For all carried-forward losses, whenever they arose, companies will be able only to use the losses against up to 50% of profits (‘loss restriction’). Each standalone company or group will be entitled to a £5 million annual allowance. Profits within the allowance will not be restricted, ensuring 99% of companies are unaffected by the restriction.
The reforms will have effect for accounting periods ending on or after 1 April 2017. Any profits or losses of a company with an accounting period straddling 1 April 2017 will be allocated into notional periods falling before and after that date on a time apportioned basis or, if this does not give a just and reasonable result, on a more just and reasonable basis.
Carried-forward losses can only be used by the company that incurred the loss, and not used in other companies in a group. Additionally, certain losses can only be set against certain types of income, for example trading losses can only be used against trading profits.
Companies can currently reduce all their eligible taxable profits to nil with carried-forward losses. This can lead to a company paying no tax in a year that it makes substantial profits.
The loss relaxation will mean that losses arising from 1 April 2017, when carried forward, can be set more flexibility against the total taxable profits, rather than particular types of income, of a company and its group members.
From 1 April 2017, the loss restriction will have the effect that the amount of profit that can be relieved with carried-forward losses will be restricted to 50%. The loss restriction will apply to carried-forward losses incurred at any time. Each standalone company or group will be entitled to a £5 million annual allowance of unrestricted profit, ensuring 99% of companies are unaffected by the restriction.

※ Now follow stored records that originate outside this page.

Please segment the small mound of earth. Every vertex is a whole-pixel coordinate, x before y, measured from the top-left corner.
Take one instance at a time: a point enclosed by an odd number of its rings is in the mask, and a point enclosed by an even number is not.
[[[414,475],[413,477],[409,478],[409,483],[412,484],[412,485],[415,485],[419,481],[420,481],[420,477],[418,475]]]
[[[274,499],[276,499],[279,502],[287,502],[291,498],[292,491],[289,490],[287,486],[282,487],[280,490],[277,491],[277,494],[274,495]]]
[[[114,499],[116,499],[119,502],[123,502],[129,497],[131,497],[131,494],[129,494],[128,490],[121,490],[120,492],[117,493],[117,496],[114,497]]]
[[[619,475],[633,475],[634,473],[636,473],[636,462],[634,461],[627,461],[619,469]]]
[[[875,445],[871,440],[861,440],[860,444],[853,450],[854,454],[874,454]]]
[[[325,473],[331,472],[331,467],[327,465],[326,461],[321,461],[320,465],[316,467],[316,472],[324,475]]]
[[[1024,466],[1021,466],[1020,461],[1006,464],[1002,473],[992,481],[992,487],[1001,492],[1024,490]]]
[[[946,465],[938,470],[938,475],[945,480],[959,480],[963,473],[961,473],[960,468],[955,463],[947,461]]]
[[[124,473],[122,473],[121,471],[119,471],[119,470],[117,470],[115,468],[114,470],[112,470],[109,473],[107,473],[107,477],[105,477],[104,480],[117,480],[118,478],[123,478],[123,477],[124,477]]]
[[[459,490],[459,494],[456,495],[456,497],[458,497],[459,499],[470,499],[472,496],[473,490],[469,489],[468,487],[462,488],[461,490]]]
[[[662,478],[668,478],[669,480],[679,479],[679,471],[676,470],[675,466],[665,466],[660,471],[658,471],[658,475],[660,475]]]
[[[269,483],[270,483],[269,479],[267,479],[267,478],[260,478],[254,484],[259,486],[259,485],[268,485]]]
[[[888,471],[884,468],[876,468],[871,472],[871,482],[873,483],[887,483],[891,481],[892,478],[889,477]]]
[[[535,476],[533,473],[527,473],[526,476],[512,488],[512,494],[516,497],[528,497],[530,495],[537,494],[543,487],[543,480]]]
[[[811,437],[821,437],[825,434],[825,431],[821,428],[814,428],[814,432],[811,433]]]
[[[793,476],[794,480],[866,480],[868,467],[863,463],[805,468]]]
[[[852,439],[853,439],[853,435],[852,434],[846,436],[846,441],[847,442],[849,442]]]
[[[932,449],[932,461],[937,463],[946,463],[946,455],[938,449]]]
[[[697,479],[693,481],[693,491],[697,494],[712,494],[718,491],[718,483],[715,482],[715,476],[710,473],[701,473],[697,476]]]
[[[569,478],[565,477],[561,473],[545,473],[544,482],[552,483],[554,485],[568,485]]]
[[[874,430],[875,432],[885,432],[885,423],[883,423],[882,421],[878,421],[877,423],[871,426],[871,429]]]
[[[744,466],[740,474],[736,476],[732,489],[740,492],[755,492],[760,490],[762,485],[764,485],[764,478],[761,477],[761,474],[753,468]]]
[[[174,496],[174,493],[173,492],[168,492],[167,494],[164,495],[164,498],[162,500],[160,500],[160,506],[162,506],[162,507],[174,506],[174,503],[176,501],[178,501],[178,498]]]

Both the loss restriction and loss relaxation will apply to:
- trading losses
- non-trading deficits on loan relationships
- management expenses
- UK property losses
- non-trading losses on intangible fixed assets
Whilst pre-April 2017 trading losses will not be relaxed, companies will have the flexibility to choose whether or not to use pre-April 2017 trading losses before other available losses.
If a company’s trade ceases and the company has unused carried-forward losses of that trade, those losses can be set without restriction against profits arising in the final 36 months of the trade. Post-April 2017 losses will be able to be set against total profits, whilst pre-2017 losses trading losses will only be able to be set against profits of the same trade. The profits that losses can be carried-back to will be limited to those generated from 1 April 2017.
The legislation contains loss buying rules which will mean that where a company or group of companies is acquired, any post-April 2017 carried-forward losses that arose before the company or group’s acquisition will not be available to the purchaser’s group for five years.
The legislation also contains a targeted anti-avoidance rule which will prevent any arrangements being entered into with a main purpose of obtaining a benefit from the loss reform rules.